New results from the Tax Foundation's Fiscal Incidence Model show that even before any of Obama's policies are enacted, the bottom 60 percent of American families as a group get more back in federal government spending benefits than they pay in federal taxes. Indeed, even those families in the statistical middle income group are on average net receivers of government benefits.

Obama's policies will, as promised, increase the load on the wealthiest families by an average of more than $127,000 in today's dollars, while increasing the number of American families who are on average net receivers of government spending. Under Obama's policies, most families up to the 70th percentile—those earning up to $109,000—will, on average, get more back from government than they pay in taxes.

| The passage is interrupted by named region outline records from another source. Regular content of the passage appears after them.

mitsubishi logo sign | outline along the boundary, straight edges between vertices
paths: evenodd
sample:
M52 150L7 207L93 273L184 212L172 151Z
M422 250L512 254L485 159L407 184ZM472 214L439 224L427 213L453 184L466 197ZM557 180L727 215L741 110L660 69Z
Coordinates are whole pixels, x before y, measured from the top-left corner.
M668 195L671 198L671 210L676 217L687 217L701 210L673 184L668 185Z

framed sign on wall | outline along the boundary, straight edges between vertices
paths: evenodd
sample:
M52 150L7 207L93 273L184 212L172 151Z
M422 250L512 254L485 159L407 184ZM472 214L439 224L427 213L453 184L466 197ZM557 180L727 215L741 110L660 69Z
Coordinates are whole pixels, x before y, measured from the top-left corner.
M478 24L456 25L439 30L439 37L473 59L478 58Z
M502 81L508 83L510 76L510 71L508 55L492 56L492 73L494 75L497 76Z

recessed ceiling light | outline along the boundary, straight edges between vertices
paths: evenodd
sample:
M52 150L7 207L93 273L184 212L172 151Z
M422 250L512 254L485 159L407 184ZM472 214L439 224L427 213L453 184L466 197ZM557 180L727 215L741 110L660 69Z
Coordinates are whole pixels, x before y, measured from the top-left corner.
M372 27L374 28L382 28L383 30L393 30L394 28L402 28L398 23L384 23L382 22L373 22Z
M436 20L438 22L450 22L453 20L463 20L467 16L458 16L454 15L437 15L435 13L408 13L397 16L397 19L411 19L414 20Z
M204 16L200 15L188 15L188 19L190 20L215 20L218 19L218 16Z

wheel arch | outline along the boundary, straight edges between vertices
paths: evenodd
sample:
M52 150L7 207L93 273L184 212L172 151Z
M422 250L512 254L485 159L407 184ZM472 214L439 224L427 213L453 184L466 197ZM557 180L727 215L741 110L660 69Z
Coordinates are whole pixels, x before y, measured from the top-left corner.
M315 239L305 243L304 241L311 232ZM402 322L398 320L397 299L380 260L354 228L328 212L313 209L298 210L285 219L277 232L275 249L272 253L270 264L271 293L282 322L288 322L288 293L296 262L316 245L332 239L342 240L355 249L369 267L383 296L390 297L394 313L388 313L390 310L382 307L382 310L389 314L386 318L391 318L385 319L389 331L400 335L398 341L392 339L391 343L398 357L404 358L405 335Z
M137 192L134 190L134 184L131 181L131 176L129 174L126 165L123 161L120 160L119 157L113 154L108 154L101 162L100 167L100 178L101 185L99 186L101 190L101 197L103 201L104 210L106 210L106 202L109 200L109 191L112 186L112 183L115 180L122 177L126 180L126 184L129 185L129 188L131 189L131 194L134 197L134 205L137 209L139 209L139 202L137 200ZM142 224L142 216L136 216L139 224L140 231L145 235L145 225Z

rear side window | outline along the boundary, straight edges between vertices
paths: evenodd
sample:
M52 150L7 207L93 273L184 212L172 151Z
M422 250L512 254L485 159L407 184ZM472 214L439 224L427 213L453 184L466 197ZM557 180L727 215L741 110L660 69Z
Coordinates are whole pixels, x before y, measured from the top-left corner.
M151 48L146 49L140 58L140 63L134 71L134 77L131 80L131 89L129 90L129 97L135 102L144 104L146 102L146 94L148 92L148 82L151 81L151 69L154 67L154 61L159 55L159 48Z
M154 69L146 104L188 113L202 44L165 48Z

The decision for lawmakers and taxpayers alike is whether or not America can afford to have so many citizens benefiting at the expense of so few.

Notes

1. See Tax Foundation Special Report, No. 172, for more explanation of Obama's policy changes versus current law or "baseline" policy.

2. For a full explanation of how taxes are allocated to each income group, see forthcoming Tax Foundation Working Paper, No. 7.